Pedigrees of the two oligodontia families with arrows indicating the proband of each family. Black figures = affected; open figures = unaffected; squares = males; circles = females.

Mutational analysis

Peripheral blood samples were collected from the members of the two families and from healthy Mexicans as negative controls. Genomic DNA was extracted from whole blood using a Wizard Genomic DNA Purification Kit (Promega, Madison, WI, USA). Polymerase chain reaction was used to amplify the coding exons and adjacent intronic sequences of the BMP2 and BMP4 genes using BMP2- and BMP4-specific primers (Table 1). DNA sequencing was performed at the University of Texas at Austin Institute for Cellular and Molecular Biology core. Sequencing results and consensus sequences from the National Center for Biotechnology Information human genome database were compared using the SeqManII program in the Lasergene package (DNAstar Inc., Madison, WI, USA).

Table 1.

Primers used for PCR amplification and sequence.

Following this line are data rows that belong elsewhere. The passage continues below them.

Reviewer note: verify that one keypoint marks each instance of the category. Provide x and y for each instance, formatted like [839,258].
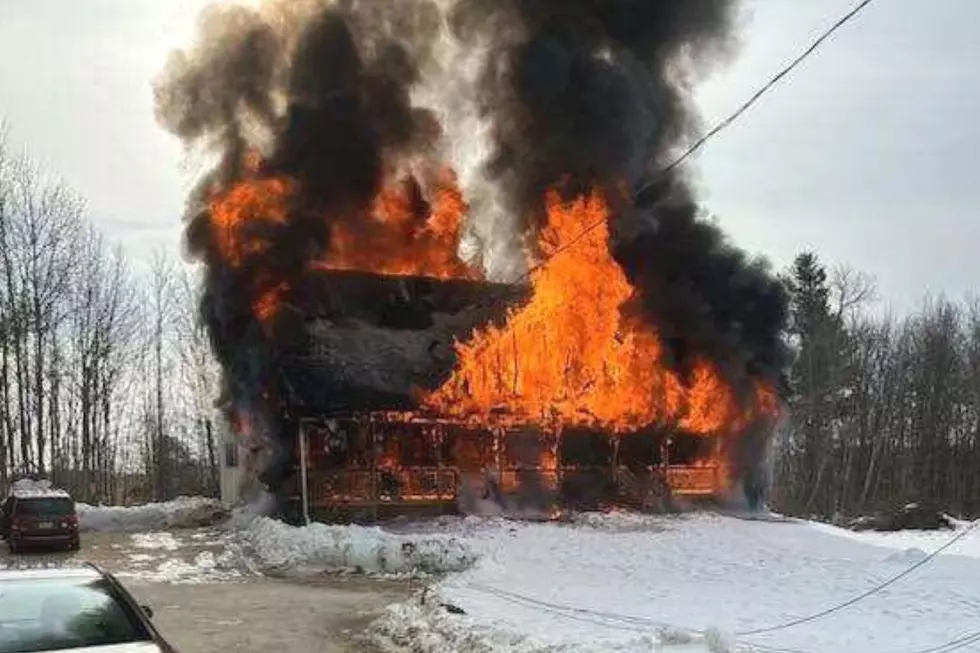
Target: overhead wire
[864,595]
[701,142]
[633,621]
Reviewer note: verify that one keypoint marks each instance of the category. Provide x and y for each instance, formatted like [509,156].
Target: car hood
[134,647]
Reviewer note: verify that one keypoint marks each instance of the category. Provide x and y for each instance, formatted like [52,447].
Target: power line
[727,122]
[632,622]
[701,142]
[864,595]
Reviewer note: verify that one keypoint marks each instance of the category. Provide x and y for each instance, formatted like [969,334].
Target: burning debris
[429,213]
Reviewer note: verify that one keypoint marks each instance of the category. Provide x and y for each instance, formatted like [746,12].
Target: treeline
[884,410]
[102,367]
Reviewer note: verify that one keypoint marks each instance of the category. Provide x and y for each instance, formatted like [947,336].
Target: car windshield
[44,507]
[49,615]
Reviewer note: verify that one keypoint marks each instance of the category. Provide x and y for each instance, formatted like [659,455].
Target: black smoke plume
[577,94]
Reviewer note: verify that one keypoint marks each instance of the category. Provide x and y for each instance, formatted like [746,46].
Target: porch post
[304,473]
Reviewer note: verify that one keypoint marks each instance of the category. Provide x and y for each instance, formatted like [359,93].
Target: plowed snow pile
[694,584]
[182,512]
[358,549]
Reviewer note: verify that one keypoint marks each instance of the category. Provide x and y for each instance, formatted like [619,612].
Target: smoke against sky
[767,180]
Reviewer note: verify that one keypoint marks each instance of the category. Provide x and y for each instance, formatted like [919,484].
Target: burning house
[442,269]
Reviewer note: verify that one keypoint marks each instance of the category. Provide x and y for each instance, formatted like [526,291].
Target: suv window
[48,615]
[44,507]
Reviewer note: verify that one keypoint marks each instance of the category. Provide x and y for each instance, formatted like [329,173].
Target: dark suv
[41,518]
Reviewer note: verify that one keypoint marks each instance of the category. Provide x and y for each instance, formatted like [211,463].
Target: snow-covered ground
[629,583]
[183,512]
[319,547]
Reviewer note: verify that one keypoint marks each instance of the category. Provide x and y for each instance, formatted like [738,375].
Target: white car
[80,609]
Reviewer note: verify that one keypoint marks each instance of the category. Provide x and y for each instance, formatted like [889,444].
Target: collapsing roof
[373,342]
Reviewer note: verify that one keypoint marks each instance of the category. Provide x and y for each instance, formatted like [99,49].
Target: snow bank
[637,584]
[183,512]
[27,487]
[319,547]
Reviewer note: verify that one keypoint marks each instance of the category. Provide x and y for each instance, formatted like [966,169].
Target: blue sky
[867,154]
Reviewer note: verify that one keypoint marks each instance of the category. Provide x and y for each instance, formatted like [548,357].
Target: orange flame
[399,238]
[396,236]
[571,355]
[235,215]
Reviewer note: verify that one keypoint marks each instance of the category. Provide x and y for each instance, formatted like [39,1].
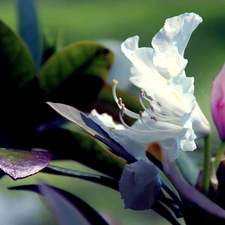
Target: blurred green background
[118,19]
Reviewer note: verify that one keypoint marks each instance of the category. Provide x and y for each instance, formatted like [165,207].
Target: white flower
[161,67]
[170,116]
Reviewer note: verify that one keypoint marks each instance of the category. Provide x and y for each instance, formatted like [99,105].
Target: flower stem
[219,155]
[206,167]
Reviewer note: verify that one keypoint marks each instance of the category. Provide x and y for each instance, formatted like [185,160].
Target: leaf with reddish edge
[20,164]
[91,127]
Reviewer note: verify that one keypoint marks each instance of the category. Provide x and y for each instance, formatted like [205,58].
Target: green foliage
[16,65]
[29,28]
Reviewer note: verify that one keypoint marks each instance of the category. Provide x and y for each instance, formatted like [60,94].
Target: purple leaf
[20,164]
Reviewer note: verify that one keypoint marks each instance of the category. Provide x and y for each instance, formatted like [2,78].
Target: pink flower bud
[218,103]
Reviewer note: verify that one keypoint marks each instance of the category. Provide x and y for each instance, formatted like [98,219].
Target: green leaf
[29,28]
[82,148]
[103,180]
[91,127]
[16,65]
[20,164]
[105,103]
[65,75]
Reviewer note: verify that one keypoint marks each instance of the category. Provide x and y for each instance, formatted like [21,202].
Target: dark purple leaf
[87,211]
[20,164]
[99,179]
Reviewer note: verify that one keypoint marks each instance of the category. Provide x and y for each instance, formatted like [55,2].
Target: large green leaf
[92,128]
[82,148]
[16,65]
[29,28]
[75,74]
[21,164]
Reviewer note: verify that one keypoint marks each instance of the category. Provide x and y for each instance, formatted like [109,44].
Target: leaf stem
[206,166]
[219,155]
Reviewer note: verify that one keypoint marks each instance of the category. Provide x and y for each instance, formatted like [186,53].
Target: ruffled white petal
[172,137]
[139,185]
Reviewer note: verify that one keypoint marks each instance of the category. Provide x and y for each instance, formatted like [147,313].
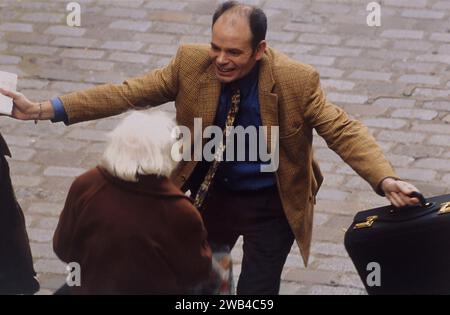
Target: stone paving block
[327,72]
[35,50]
[337,84]
[335,264]
[438,105]
[63,30]
[42,250]
[166,5]
[435,164]
[155,38]
[82,53]
[431,93]
[330,290]
[418,151]
[423,79]
[45,265]
[329,249]
[441,5]
[122,45]
[94,65]
[371,75]
[417,67]
[401,136]
[402,34]
[51,282]
[347,98]
[40,235]
[24,168]
[43,17]
[351,280]
[16,27]
[422,114]
[439,140]
[131,25]
[319,39]
[26,181]
[129,57]
[416,174]
[67,87]
[9,60]
[45,208]
[446,179]
[406,3]
[440,37]
[340,52]
[413,45]
[315,60]
[394,102]
[173,16]
[385,123]
[434,58]
[162,49]
[74,42]
[423,14]
[125,13]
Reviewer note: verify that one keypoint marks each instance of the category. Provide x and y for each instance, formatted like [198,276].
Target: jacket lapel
[209,94]
[268,101]
[4,150]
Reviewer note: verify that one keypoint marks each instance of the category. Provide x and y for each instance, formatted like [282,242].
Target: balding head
[234,12]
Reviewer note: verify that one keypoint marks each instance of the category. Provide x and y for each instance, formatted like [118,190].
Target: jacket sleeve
[157,87]
[349,138]
[192,258]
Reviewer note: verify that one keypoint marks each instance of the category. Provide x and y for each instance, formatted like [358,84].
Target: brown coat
[290,97]
[16,263]
[131,238]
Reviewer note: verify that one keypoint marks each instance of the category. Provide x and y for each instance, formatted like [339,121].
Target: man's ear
[260,50]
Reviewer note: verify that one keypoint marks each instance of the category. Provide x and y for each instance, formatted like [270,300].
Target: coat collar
[4,150]
[147,185]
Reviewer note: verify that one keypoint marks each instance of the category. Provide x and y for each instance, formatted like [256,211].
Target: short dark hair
[257,20]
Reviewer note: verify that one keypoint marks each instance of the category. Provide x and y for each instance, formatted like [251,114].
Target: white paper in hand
[8,81]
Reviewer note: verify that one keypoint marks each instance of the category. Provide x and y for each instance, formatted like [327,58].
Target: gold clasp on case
[368,223]
[445,208]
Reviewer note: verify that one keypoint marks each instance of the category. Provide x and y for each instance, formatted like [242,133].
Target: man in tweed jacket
[269,210]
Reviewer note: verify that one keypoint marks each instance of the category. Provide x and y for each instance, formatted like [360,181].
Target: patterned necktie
[218,156]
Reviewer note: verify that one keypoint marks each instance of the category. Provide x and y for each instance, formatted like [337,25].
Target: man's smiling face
[231,48]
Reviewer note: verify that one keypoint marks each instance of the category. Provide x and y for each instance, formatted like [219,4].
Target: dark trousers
[257,216]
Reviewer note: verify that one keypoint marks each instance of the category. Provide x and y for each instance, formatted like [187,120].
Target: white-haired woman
[130,229]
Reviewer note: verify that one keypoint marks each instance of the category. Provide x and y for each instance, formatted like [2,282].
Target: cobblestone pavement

Gene Exon Primer sequence (5'-3') Amplicon size (bp) Annealing temperature (°C)
BMP2 2F CTCACGTCGGTCCTGTCC 392 53
2R CCCTGCTCCATGCCTCAC
3aF CAAACGTCATTACTTGGCTTACTG 591 51
3aR GCTGTTTGTGTTTGGCTTGA
3bF GCTAGTAACTTTTGGCCATGAT 600 53
3bR TGTTTTCCCAACTTCTTCTTTTCG
BMP4 3F CCATCTTGCCCCTCCATTTCTA 570 60
3R CTTCTTCCCCAGGGCTTTCACT
4aF TGCTTATTTTCCCCCAGTAGGT 704 60
4aR GGCGCCGGCAGTTCTTATTCTT
4bF GGGCCAGCATGTCAGGATTAGC 575 60
4bR TGTGGGTGAGTGGATGGGAACG
Open in a new tab

Bioinformatics analysis of BMP2 and BMP4 proteins and messenger RNA (mRNA) structures

Changes in protein structure or function owing to amino acid substitution were predicted using online tools: PolyPhen (http://genetics.bwh.harvard.edu/pph) and SIFT (http://blocks.fhcrc.org/sift/SIFT.html). Computational two-dimensional models of the BMP2 and BMP4 proteins were performed using the bioinformatics tool DNASIS v2.5. Secondary structures of the full-length BMP2 and BMP4 mRNAs were predicted using GeneBee (http://www.genebee.msu.su/genebee.html).

RESULTS

Family and phenotype analysis

The two Mexican families in the study resided in Texas, USA. The pedigree analysis is shown in Figure 1. Eleven individuals in the families underwent clinical and oral examinations. No abnormalities in other ectodermal tissues were found in these individuals. The phenotypes of the families showed isolated non-syndromic oligodontia. The extra-oral examination indicated gross craniofacial asymmetry but no obvious maxillofacial deformities. The intra-oral examination displayed normal crown sizes, no oral cleft, and no enamel hypoplasia, except in subject II: 2 of family 2, who had a peg-shaped upper later incisor. The diagnosis of congenitally missing teeth depended not only on the panoramic radiographs of dentition but also on the inter-oral examination and dental history. Figure 2 shows the panoramic radiographs as well as intra-oral and extra-oral photographs of the probands from the families. Six affected members in the families had multiple missing teeth. Excluding for third molars, the average number of missing teeth in each person was six in the affected individuals of family 1. In family 2, the number of missing teeth was 14, which was more than twice the number in family 1 (Table 2).

Figure 2.

Figure 2

Open in a new tab

Clinical and radiographic oral-facial manifestation of oligodontia in proband of each family. A. Panoramic radiograph of dentition. B. Intra-oral bite photos. C. Intra-oral dentition photos.

Table 2.

Phenotypes of affected family members.

Right
 Left
8 7 6 5 4 3 2 1 1 2 3 4 5 6 7 8
F1
   III:1
     Maxilla ? * * * * ?
     Mandibles ? * * * * * ?
   III:2
     Maxilla ? * * * * ?
     Mandibles ? * * * ?
   II:4
     Maxilla * * * *
     Mandibles * *
F2
   II:1
     Maxilla * * * * * * * *
     Mandibles * * * * * * * *
   II:2
     Maxilla ? * * * * * * * * ?
     Mandibles ? * * * * * * * * ?
   I:1
     Maxilla * * * * * * * *
     Mandibles * * * * * * * * *
Open in a new tab

III:1, III:2, II:4 in family 1 and II:1, II:2, I:1 in family 2.

*

Congenitally missing teeth;

? = diagnosis impossible for young age patient.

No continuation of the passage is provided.